I'll answer a bit based on how we chose to implement Lucene.Net here on Stack Overflow, and some lessons I learned along the way:
Where should I put the index? I've seen people recommend putting it on the webserver, but that would seem wasteful for a large number of webservers. Surely centralising would be better here?
- It depends on your goals here, we had a severely under-utilized web tier (~10% CPU), and an overloaded database doing FullText searching (around 60% CPU, we wanted it lower). Loading up the same index on each web tier let us utilize those machines and have a ton of redundancy, we can still lose 9 out of 10 web servers and keep the Stack Exchange network up if need be. There is a downside to this, it's very IO (read) intensive for us, and the web tier was not bought with this in mind (this is often the case at most companies). While it works fine, we'll still be upgrading our web tier to SSDs and implementing some other bits left out of the .Net port to compensate for this hardware deficiency (
NIOFSDirectory
for example).
- The other downside if we index all our databases
n
times for the web tier, but luckily we're not starved for network bandwidth and SQL server caching the results makes this a very fast delta indexing operation each time. With a large number of web servers, that alone may eliminate this option.

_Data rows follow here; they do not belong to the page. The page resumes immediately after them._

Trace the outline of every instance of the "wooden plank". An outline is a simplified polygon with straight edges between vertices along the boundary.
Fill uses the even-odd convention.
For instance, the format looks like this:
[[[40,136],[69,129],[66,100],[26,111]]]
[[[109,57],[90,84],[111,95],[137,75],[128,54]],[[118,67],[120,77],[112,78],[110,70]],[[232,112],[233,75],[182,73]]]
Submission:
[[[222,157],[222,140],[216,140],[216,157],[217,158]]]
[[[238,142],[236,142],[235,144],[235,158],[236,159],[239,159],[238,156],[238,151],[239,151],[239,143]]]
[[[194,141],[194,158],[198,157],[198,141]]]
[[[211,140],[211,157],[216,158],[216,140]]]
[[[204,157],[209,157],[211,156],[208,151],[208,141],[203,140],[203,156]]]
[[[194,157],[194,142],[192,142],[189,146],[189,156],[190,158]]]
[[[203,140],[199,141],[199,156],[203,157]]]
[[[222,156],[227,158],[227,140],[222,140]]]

If the index is centralised, how would I query it, given that it just lives on the filesystem? Will I have to effectively put it on a network share that all the webservers can see?
- You can query it on a file share either way, just make sure only one is indexing at a time (
write.lock
, the directory locking mechanism will ensure this and error when you try multiple IndexWriters at once).
- Keep in mind my notes above, this is is IO intensive when a lot of readers are flying around, so you need ample bandwidth to your store, short of at least iSCSI or a fiber SAN, I'd be cautious of this approach on a high traffic (hundreds of thousands of searches a day) use.
- Another consideration is how you update/alert your web servers (or whatever tier is querying it). When you finishing an indexing pass, you'll need to re-open your
IndexReader
s to get the updated index with new documents. We use a redis messaging channel to alert whoever cares that the index has updated...any messaging mechanism would work here.
Are there any pre-existing tools that will incrementally populate a Lucene index on a schedule, pulling the data from an SQL Server database? Would I be better off rolling my own service here?
- Unfortunately there are none that I know of, but I can share with you how I approached this.
- When indexing a specific table (akin to a document in Lucene), we added a rowversion to that table. When we index we select based off the last rowversion (a timestamp datatype, pulled back as a bigint). I chose to store the last index date and last indexed rowversion on the file system via a simple .txt file for one reason: everything else in Lucene is stored there. This means if there's ever a large problem, you can just delete the folder containing the index and the next indexing pass will recover and have a fully up-to-date index, just add some code to handle nothing being there meaning "index everything".
When I query the index, should I be looking to just pull back a bunch of record id's which I then go back to the DB for the actual record, or should I be aiming to pull everything I need for the search straight out of the index?
- This really depends on your data, for us it's not really feasible to store everything in the index (nor is this recommended). What I suggest is you store the fields for your search results in the index, and by that I mean what you need to present your search results in a list, before the user clicks to go to the full [insert type here].
- Another consideration is how often your data is changing. If a lot of fields you're not searching on are changing rapidly, you'll need to re-index those rows (documents) to update your index, not only when the field you're searching on changes.
Is there value in trying to implement something like Solr in this flavour environment? If so, I'd probably give it it's own *nix VM and run it within Tomcat on that. But I'm not sure what Solr would buy me in this case.
- Sure there is, it's the centralized search you're talking about (with a high number of searches you may again hit a limit with a VM setup, keep an eye on this). We didn't do this because it introduced a lot of (we feel) unwarranted complexity in our technology stack and build process, but for a larger number of web servers it makes much more sense.
- What does it buy you? performance mainly, and a dedicated indexing server(s). Instead of
n
servers crawling a network share (competing for IO as well), they can hit a single server that only deals with requests and results over the network, not crawling the index which is a lot more data going back and forth...this would be local on the Solr server(s). Also, you're not hitting your SQL server as much since fewer servers are indexing.
- What it doesn't buy you is as much redundancy, but it's up to you how important this is. If you can operate fine on degraded search or without it, simply have your app handle that. If you can't, then a backup Solr server or more may also be a valid solution...and it is possible another software stack to maintain.